Warshaw's comments come on the heels of Mayor Jean Quan's ¿endorsement of Whent during a mayoral debate earlier this month.

Asked why she would name a permanent chief with only nine months left in her term, Quan replied that Whent had gotten more "kudos" from (Warshaw) than previous chiefs and has "done a remarkably good job" in trying to satisfy court-mandated reforms stemming from the decade-old Riders police brutality case.

Whent was named interim chief last May after former Chief Howard Jordan unexpectedly retired. Sources said Jordan made his move after learning the department's former federal overseer, Thomas Frazier, was preparing to seek his ouster.

The search for a permanent chief was put on hold in December when the city's headhunting firm quit, citing interference from the mayor's office. It was further delayed this year when the city couldn't come to terms with a recruiting outfit because the organization didn't offer benefits to the partners of employees in same sex relationships.

Oakland last month agreed to pay a new recruiting firm, Ralph Andersen & Associates, $49,950 to do an expedited chief search. Applications are due at the end of the month and a new permanent chief is scheduled to be named within the first two weeks of May.

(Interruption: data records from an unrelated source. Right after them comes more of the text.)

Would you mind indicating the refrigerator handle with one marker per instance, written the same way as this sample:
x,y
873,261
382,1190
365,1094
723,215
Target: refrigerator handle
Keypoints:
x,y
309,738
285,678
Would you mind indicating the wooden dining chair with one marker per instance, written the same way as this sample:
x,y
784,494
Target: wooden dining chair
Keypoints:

Quan's spokesman, Sean Maher, said the mayor remained committed to completing an open and fair search for a new chief. He would not disclose how many applications the city has received for the job.

In his report, Warshaw, a former chief in Rochester, N.Y., said the lack of a permanent chief was damaging to the police department and to efforts to get out from under federal oversight.

Without decisive action to name a permanent chief, Warshaw wrote, "The department's strides will either stagnate or regress -- an intolerable circumstance for the men and women of the department and the community they serve."

Warshaw has monitored city progress on the court-mandated reforms since 2010. Earlier this year, U.S. District Judge Thelton Henderson gave him additional power over the department to make sure the reforms get implemented.

A report detailing the department's progress is due for release later this month. However, Warshaw noted three positive signs in his report Friday. Citizen complaints against police are down 65 percent compared to the first three months of last year, he wrote. And arrests have increased while reports of officers using force have declined.